Aku mendengus. "Mana mungkin? Sebelum bertemu dengannya, aku selalu mandi dengan sabun wangi kuburan. Apa masih ada bau daun bawangnya?"
Wortel terdiam, saling lirik dengan kentang. Aku maklumi saja, mereka cuma sayuran tanpa otak dan perasaan. Bahkan, mereka tidak akan paham jika kukatakan bahwa pemilik kaki di kios Pak Engkos itu berbeda.
Aku yakin, Kang Rinaldi bukan laki-laki sembarangan. Ini namanya firasat daun bawang.
Aku tidak pernah mendengar dia menggoda perempuan-perempuan cantik yang lewat untuk berbelanja. Berbeda sekali dengan penjual tahu di sebelah, atau tukang daging di seberang sana.
Kurasa, kali ini aku benar-benar jatuh cinta.

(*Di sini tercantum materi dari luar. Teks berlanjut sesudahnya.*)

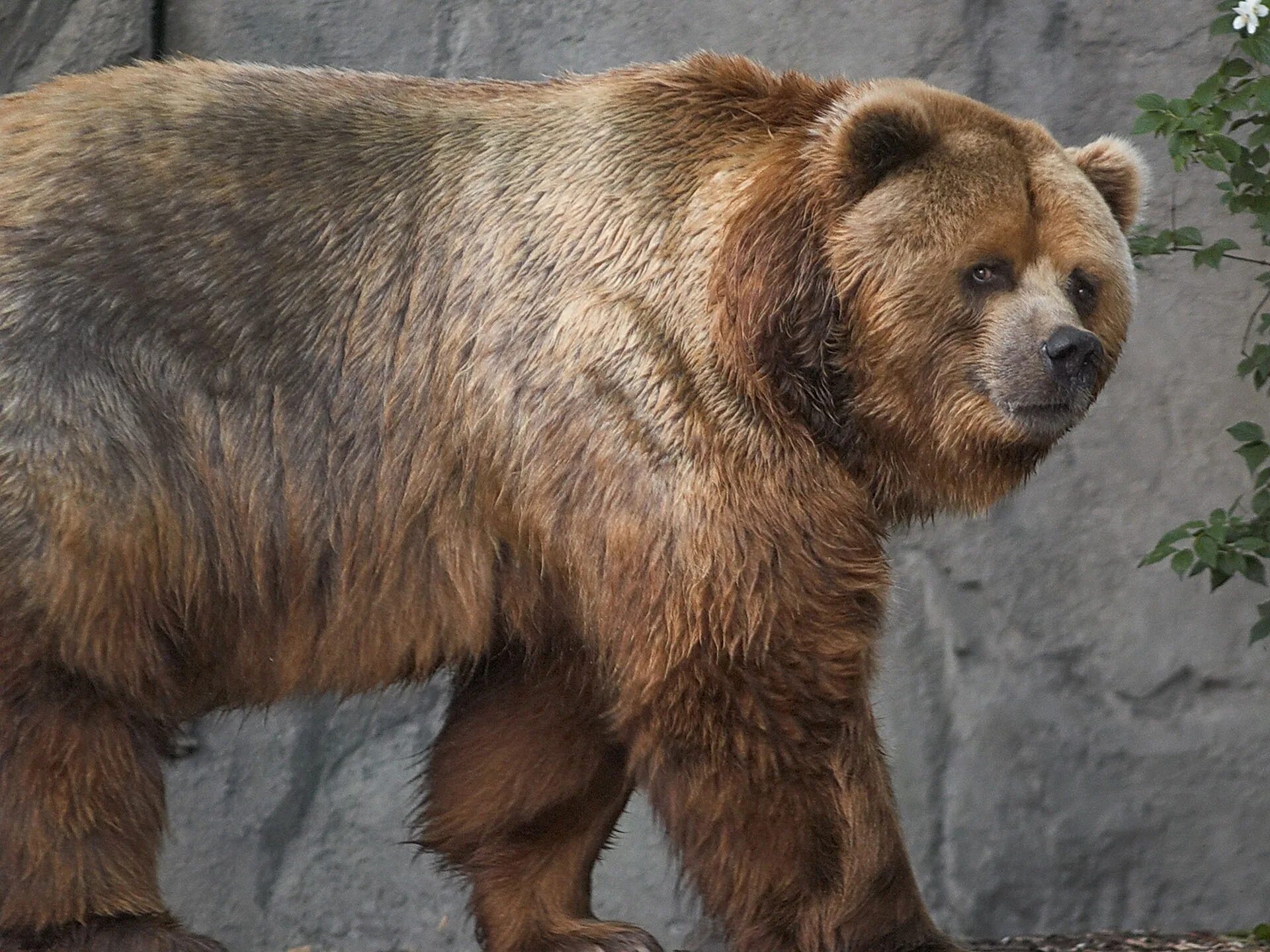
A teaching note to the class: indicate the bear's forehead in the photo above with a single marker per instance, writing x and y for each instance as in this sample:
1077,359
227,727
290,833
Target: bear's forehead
1014,196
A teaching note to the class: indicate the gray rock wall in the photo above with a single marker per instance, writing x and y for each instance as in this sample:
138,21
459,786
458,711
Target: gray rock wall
1076,743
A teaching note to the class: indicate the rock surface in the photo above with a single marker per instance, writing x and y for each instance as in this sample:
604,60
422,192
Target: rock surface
41,38
1076,743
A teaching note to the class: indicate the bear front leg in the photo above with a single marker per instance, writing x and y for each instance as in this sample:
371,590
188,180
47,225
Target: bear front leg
525,787
770,777
81,815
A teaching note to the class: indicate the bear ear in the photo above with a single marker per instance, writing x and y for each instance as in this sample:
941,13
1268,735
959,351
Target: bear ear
1118,173
875,134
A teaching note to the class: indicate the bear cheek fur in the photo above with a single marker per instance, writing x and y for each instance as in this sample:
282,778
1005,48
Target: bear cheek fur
935,441
920,352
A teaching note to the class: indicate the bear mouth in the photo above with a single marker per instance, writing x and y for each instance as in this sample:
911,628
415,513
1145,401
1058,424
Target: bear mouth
1048,419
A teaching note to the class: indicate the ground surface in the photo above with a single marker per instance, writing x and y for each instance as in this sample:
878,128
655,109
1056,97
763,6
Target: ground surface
1078,942
1122,942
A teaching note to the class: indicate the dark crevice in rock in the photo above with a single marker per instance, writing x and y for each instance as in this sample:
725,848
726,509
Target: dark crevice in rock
158,30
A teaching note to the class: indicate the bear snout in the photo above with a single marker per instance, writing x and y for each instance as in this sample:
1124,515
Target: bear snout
1072,357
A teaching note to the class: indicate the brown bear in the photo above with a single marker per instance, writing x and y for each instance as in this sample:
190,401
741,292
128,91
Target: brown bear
603,391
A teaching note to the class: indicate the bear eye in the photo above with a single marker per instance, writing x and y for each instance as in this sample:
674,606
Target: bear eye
1082,291
988,276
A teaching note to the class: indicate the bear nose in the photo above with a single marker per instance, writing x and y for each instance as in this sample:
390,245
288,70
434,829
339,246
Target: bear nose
1072,354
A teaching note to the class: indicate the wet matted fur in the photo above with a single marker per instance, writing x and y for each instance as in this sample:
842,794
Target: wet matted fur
603,390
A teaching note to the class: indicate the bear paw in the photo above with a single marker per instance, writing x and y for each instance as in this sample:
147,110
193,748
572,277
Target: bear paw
125,933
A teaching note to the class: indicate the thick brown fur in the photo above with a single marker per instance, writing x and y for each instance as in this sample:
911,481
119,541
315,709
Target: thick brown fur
603,390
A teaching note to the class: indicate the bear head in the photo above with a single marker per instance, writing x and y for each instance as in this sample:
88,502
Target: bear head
937,295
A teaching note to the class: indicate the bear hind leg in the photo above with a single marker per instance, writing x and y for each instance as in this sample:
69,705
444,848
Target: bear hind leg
81,815
525,787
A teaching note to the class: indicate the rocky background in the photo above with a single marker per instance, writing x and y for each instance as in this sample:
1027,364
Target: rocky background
1076,743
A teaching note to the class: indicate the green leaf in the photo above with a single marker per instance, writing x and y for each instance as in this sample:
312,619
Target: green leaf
1254,454
1227,146
1181,561
1212,255
1246,432
1261,630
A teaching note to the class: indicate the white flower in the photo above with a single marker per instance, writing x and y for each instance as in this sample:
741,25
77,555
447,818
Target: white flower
1249,13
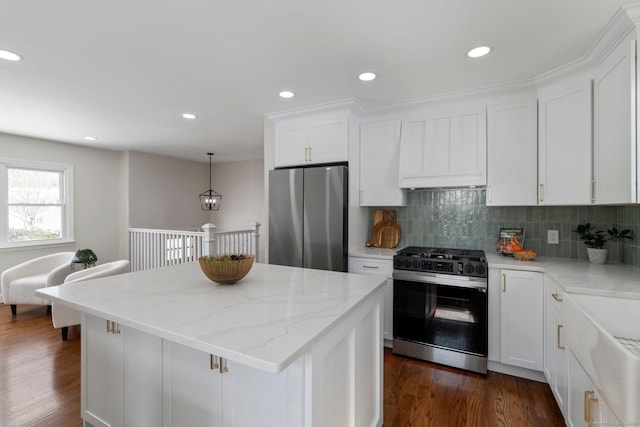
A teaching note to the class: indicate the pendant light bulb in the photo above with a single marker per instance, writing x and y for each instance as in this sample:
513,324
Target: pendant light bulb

Boleh, kan?
***
"Bagaimana jika ternyata dia tidak menyukai daun bawang?"
Aku berdecak gusar mendengar pertanyaan dari kacang panjang. Aku sudah berdandan cantik sekali pagi ini. Tidak ada yang boleh mengganggu, atau sekadar membuatku ragu. "Tenang saja, aku akan membuat Kang Adi menyukaiku."
"Kang Adi? Rinaldi?"
"Iya, aku akan memanggilnya Kang Adi. Agar berbeda dari orang lain. Dengan begitu, dia akan mengingatku."
"Kalau dia alergi daun bawang, kamu mau apa?" Sebutir kluwek di ujung rak ikut-ikutan khawatir.